The basics American studios Warner Bros have decided to remove from their catalog the character of Pépé le Putois, who is accused of contributing to the “culture of rape”. The character has also been removed from the movie Space Jam 2, which is slated to hit theaters soon.

This marks the end of the love story between Warner Bros. and his character Pépé le Putois (Pepe le Pew for the original version). In the US, production studios have decided to remove the famous black and white skunk from their cartoon catalog. In American productions, Pépé le Putois often tries to seduce a cat named Pénélope with a pestilential smell. The animal, created in 1945 by designer Chuck Jones, is accused of fueling the culture of rape and molestation.

Pépé le Putois will not be present at the casting of the next Space Jam 2, which is due to hit theaters next summer. The shots in which the character appears were removed in post-production. In Question: A sequence in which the animal forcibly hugged a woman before being reprimanded by the film’s star LeBron James.

From the “rape culture”

The animal’s behavior was singled out by New York Times columnist Charles M. Blow. This testifies on social networks.

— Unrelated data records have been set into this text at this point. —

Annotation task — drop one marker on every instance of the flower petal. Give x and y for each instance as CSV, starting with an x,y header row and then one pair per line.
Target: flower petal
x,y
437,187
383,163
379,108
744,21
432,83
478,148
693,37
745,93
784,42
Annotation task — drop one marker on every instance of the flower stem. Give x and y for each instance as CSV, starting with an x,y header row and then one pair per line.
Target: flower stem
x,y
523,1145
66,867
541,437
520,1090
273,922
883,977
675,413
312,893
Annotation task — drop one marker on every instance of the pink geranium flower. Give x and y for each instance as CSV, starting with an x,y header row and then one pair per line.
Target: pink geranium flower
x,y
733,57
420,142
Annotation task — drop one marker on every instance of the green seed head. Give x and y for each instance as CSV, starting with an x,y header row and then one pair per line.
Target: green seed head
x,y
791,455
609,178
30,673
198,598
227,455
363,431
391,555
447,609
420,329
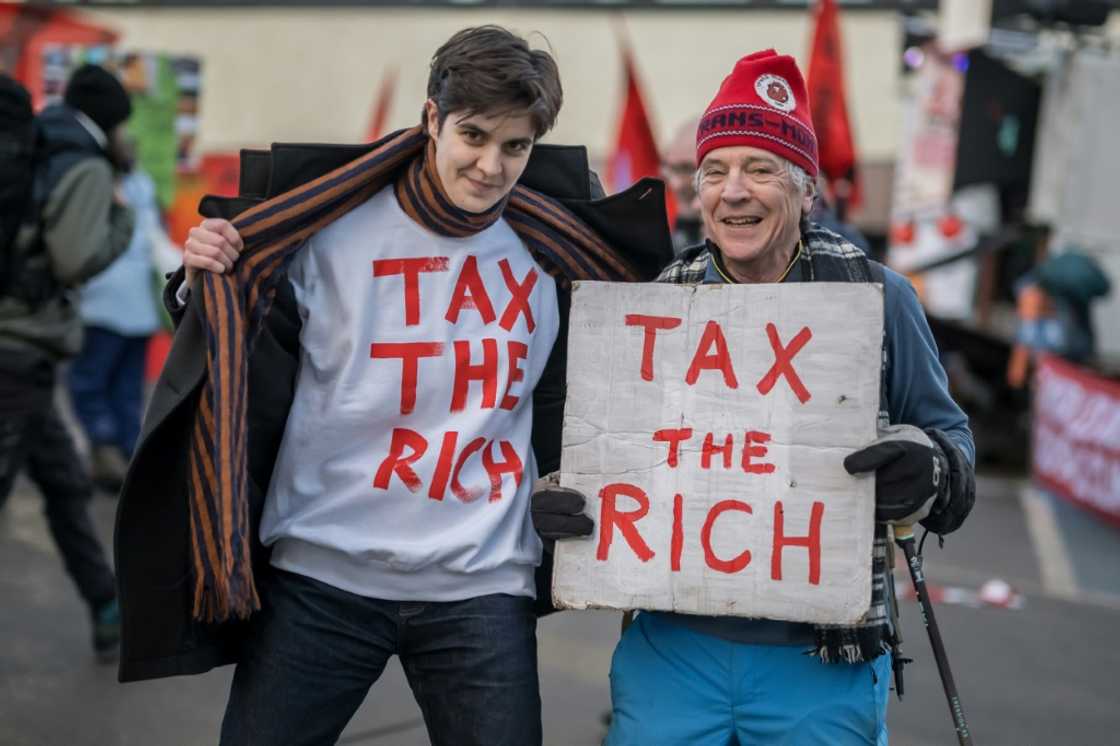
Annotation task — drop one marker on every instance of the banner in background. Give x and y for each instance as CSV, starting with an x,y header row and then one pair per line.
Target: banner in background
x,y
165,103
635,155
1076,436
829,105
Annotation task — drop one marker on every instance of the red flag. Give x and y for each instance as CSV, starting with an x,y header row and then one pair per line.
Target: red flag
x,y
381,105
830,111
635,155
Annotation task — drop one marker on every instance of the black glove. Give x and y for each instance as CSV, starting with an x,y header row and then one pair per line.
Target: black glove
x,y
962,488
911,474
558,513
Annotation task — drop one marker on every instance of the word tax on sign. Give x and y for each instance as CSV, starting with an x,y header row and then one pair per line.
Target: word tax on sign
x,y
707,426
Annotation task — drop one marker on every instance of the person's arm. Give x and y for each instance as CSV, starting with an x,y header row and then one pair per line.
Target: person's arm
x,y
917,395
917,387
83,227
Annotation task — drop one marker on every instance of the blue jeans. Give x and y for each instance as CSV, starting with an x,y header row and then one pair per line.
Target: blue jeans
x,y
671,684
314,651
106,388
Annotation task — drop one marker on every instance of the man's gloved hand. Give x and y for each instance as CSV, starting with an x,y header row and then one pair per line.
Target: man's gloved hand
x,y
558,513
911,474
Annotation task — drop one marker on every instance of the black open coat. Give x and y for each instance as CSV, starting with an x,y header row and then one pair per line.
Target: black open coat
x,y
159,637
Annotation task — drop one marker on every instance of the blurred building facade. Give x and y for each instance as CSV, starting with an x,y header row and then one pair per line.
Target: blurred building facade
x,y
302,74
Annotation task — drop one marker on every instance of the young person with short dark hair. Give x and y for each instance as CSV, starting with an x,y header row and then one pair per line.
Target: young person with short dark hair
x,y
370,384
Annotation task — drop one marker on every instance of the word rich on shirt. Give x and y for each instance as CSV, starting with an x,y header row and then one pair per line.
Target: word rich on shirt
x,y
483,361
407,460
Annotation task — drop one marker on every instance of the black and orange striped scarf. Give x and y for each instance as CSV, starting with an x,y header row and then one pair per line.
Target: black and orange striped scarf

RW blogs are crazy because I said Pepe Le Pew contributed to the rape culture. Let’s see.
1. He grabs / kisses a girl / stranger repeatedly without consent and against her will.
2. She is struggling mightily to get away from him, but he will not release her
3. He locks a door to prevent her from escaping. pic.twitter.com/CbLCldLwvR

– Charles M. Blow (@CharlesMBlow) March 6, 2021

“Conservative blogs are mad at me because I said that Pépé le Putois was involved in the culture of rape. Let’s see in this video … He repeatedly grabs and kisses a girl he doesn’t know, without his consent and against his will. She fights hard to escape him, but he won’t let her go. He locks the door to prevent her from escaping. “

Last spring, when the gun-carrying debate ignited the United States, the Warner Bros. studios had already removed the character Elmer, a hunter who wanted to kill the rabbit Bugs Bunny, from their catalog. The character was armed with a rifle.